In their evaluation of the SPP, both CRS and the GAO identify some positive elements and some important causes for concern. Specifically, CRS (PDF) notes that SPP relationships may last longer than those conducted by active duty troops – “due to both the duration of the state National Guard and foreign nation partnership… and the frequency with which National Guard personnel serve their entire reserve careers within one state National Guard” – and that the National Guard has some distinctive experiences as both a traditional military force and a more disaster response corps.

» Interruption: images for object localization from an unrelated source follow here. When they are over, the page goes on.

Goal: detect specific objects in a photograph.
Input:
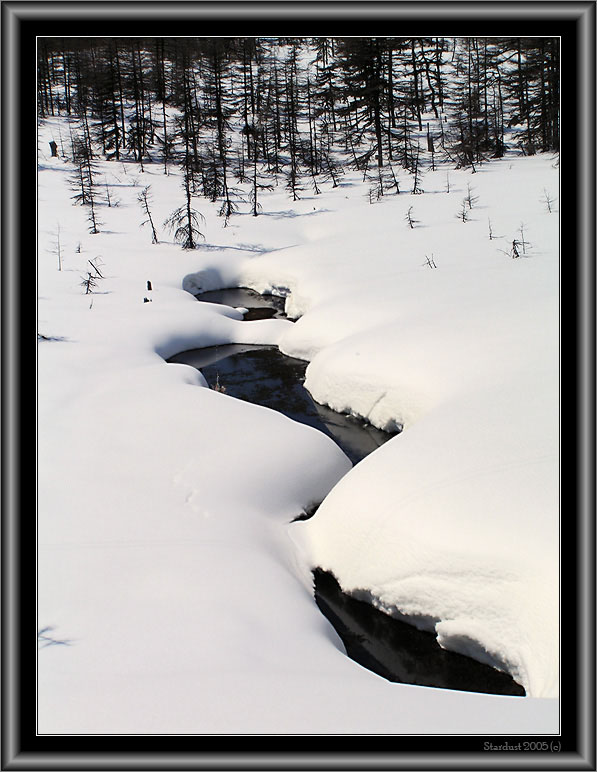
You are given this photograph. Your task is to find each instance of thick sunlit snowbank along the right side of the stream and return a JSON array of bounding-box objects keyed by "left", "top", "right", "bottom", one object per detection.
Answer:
[{"left": 233, "top": 158, "right": 559, "bottom": 697}]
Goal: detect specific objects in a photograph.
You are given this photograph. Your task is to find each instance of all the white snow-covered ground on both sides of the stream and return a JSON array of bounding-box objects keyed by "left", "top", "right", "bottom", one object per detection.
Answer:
[{"left": 38, "top": 119, "right": 559, "bottom": 734}]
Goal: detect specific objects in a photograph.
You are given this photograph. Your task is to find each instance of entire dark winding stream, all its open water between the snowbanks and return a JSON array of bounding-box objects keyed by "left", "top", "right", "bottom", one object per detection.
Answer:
[{"left": 168, "top": 288, "right": 525, "bottom": 696}]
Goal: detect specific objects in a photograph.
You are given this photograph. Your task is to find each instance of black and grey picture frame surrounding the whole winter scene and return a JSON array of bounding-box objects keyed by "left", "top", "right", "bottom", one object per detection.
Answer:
[{"left": 2, "top": 0, "right": 595, "bottom": 770}]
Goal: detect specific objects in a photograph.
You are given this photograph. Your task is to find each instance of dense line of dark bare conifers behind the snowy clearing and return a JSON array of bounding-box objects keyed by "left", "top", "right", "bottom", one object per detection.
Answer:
[{"left": 38, "top": 37, "right": 559, "bottom": 226}]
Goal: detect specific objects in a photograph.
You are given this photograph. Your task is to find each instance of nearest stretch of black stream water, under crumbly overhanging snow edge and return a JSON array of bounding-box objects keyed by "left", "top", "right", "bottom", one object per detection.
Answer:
[{"left": 313, "top": 569, "right": 525, "bottom": 697}]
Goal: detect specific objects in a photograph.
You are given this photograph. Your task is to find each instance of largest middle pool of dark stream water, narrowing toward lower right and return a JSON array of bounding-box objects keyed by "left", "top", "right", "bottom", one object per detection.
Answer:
[{"left": 168, "top": 344, "right": 392, "bottom": 464}]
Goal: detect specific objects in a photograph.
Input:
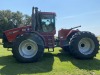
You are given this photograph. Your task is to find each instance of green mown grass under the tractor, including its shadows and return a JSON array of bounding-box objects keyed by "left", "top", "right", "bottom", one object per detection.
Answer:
[{"left": 0, "top": 38, "right": 100, "bottom": 75}]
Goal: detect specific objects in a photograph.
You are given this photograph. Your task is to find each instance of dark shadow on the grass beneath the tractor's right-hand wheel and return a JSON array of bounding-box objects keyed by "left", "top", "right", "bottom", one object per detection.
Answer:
[{"left": 57, "top": 50, "right": 100, "bottom": 70}]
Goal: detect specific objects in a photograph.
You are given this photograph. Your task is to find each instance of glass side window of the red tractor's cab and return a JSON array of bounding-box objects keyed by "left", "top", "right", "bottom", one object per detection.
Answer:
[{"left": 41, "top": 14, "right": 55, "bottom": 32}]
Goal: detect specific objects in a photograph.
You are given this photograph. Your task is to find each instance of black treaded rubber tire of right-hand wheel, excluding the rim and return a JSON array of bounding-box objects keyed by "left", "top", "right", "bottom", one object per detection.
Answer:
[{"left": 70, "top": 31, "right": 99, "bottom": 59}]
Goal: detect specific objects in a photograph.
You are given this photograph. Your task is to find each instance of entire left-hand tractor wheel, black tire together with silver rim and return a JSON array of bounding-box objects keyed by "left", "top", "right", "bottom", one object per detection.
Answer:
[{"left": 12, "top": 33, "right": 44, "bottom": 63}]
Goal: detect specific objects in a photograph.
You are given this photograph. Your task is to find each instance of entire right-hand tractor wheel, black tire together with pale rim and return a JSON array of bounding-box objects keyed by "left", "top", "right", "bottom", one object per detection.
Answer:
[{"left": 70, "top": 32, "right": 99, "bottom": 59}]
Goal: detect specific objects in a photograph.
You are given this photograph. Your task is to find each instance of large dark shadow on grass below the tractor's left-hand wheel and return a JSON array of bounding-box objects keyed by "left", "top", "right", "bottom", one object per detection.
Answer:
[{"left": 0, "top": 53, "right": 54, "bottom": 75}]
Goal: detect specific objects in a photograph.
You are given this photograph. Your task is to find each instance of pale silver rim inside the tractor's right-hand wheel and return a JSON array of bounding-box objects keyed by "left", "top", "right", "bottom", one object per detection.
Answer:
[{"left": 78, "top": 38, "right": 95, "bottom": 55}]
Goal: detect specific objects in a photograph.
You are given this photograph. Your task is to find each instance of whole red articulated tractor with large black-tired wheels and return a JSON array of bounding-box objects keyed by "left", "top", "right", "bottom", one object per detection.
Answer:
[{"left": 3, "top": 7, "right": 99, "bottom": 62}]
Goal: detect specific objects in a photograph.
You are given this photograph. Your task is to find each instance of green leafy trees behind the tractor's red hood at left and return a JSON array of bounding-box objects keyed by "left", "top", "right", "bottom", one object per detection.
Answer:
[{"left": 0, "top": 10, "right": 31, "bottom": 35}]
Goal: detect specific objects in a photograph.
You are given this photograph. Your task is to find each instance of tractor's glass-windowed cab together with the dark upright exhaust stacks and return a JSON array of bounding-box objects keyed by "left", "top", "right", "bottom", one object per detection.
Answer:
[{"left": 32, "top": 7, "right": 56, "bottom": 33}]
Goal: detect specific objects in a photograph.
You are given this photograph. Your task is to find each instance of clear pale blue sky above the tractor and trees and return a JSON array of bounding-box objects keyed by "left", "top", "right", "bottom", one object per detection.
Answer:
[{"left": 0, "top": 0, "right": 100, "bottom": 35}]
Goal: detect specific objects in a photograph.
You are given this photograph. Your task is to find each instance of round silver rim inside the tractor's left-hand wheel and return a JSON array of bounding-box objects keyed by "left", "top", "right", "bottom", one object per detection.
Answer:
[{"left": 19, "top": 39, "right": 38, "bottom": 58}]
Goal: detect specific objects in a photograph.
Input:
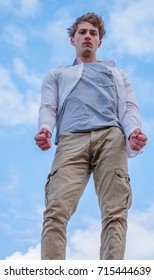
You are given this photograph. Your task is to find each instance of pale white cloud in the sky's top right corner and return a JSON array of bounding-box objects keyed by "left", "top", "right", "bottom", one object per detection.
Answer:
[{"left": 109, "top": 0, "right": 154, "bottom": 56}]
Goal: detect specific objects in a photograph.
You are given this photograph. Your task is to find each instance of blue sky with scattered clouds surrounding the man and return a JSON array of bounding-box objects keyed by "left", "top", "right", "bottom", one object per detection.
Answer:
[{"left": 0, "top": 0, "right": 154, "bottom": 260}]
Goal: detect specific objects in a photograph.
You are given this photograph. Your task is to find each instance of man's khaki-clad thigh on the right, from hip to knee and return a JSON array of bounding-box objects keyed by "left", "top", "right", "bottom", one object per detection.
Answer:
[{"left": 93, "top": 127, "right": 132, "bottom": 216}]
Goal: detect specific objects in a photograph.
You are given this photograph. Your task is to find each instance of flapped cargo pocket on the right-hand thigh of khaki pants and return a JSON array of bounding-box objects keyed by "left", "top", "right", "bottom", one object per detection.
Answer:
[{"left": 114, "top": 169, "right": 132, "bottom": 208}]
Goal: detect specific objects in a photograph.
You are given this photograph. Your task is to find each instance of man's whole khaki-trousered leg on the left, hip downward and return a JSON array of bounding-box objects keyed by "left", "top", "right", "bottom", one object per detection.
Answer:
[{"left": 41, "top": 133, "right": 90, "bottom": 260}]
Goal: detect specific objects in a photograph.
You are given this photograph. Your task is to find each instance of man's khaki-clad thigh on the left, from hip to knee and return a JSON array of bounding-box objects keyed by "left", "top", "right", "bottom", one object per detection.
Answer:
[{"left": 45, "top": 133, "right": 90, "bottom": 214}]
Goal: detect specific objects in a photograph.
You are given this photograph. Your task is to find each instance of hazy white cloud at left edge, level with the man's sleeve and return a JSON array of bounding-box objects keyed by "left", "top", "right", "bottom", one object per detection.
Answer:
[{"left": 0, "top": 60, "right": 42, "bottom": 125}]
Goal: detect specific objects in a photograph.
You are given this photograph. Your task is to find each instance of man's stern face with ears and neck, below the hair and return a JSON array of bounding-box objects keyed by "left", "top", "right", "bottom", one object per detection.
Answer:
[{"left": 71, "top": 22, "right": 101, "bottom": 61}]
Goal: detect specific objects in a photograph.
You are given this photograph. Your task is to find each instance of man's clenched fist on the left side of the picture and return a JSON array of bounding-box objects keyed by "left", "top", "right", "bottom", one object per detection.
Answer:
[{"left": 34, "top": 128, "right": 51, "bottom": 151}]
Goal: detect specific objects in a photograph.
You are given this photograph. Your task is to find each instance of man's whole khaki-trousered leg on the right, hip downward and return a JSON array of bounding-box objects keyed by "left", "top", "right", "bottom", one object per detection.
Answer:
[{"left": 93, "top": 127, "right": 132, "bottom": 260}]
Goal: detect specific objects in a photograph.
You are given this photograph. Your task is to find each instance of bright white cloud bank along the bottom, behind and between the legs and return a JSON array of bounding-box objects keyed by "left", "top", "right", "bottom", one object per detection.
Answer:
[{"left": 7, "top": 205, "right": 154, "bottom": 260}]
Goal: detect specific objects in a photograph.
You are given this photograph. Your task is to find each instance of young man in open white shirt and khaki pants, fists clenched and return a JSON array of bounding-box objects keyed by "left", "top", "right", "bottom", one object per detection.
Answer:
[{"left": 35, "top": 13, "right": 147, "bottom": 260}]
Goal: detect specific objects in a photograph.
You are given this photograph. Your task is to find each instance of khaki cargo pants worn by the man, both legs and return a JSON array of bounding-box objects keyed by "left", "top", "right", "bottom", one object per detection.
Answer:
[{"left": 41, "top": 127, "right": 132, "bottom": 260}]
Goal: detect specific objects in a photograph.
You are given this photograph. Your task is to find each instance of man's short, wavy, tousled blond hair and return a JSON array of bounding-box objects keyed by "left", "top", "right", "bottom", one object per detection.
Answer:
[{"left": 67, "top": 12, "right": 106, "bottom": 39}]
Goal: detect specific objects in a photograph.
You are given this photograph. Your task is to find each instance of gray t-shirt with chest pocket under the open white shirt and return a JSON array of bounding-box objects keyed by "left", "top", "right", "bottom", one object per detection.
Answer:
[{"left": 55, "top": 62, "right": 120, "bottom": 143}]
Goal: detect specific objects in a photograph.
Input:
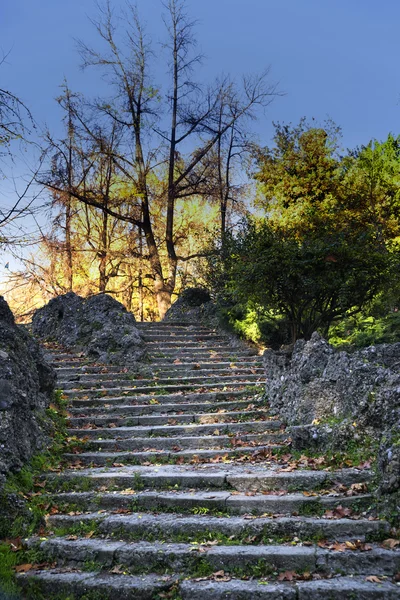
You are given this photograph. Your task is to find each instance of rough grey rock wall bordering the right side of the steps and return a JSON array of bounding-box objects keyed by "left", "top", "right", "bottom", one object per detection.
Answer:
[{"left": 264, "top": 333, "right": 400, "bottom": 506}]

The GAO (PDF), meanwhile, indicates that the SPP may provide Guardsmen with valuable training and experience.

Nonetheless, both reports find numerous concerns for the SPP. The GAO report criticizes the National Guard and the Defense Department for failing to match their stated goals with appropriate metrics to evaluate whether these goals have been accomplished. Exacerbating the lack of clear goals and evaluation is the fact that the data on the program kept by each Command is “incomplete and inconsistent.” As such, the GAO states that despite anecdotal testimonies endorsing the program, it was unable to properly evaluate it. In addition, both the GAO and CRS write that administrators of the program expressed confusion as to which foreign nationals are allowed to participate in the SSP. Lastly, the CRS report points out that policymakers have criticized some SPP activities for encroaching on USAID and State Department responsibilities, which coincides with larger worries of a militarization of U.S. foreign assistance. CRS writes that “Some may argue for greater State Department oversight to ensure that state governments are aware of foreign policy concerns and guidelines, especially if these events are accompanied by or lead to non-defense-related engagements of U.S. and foreign civilians.”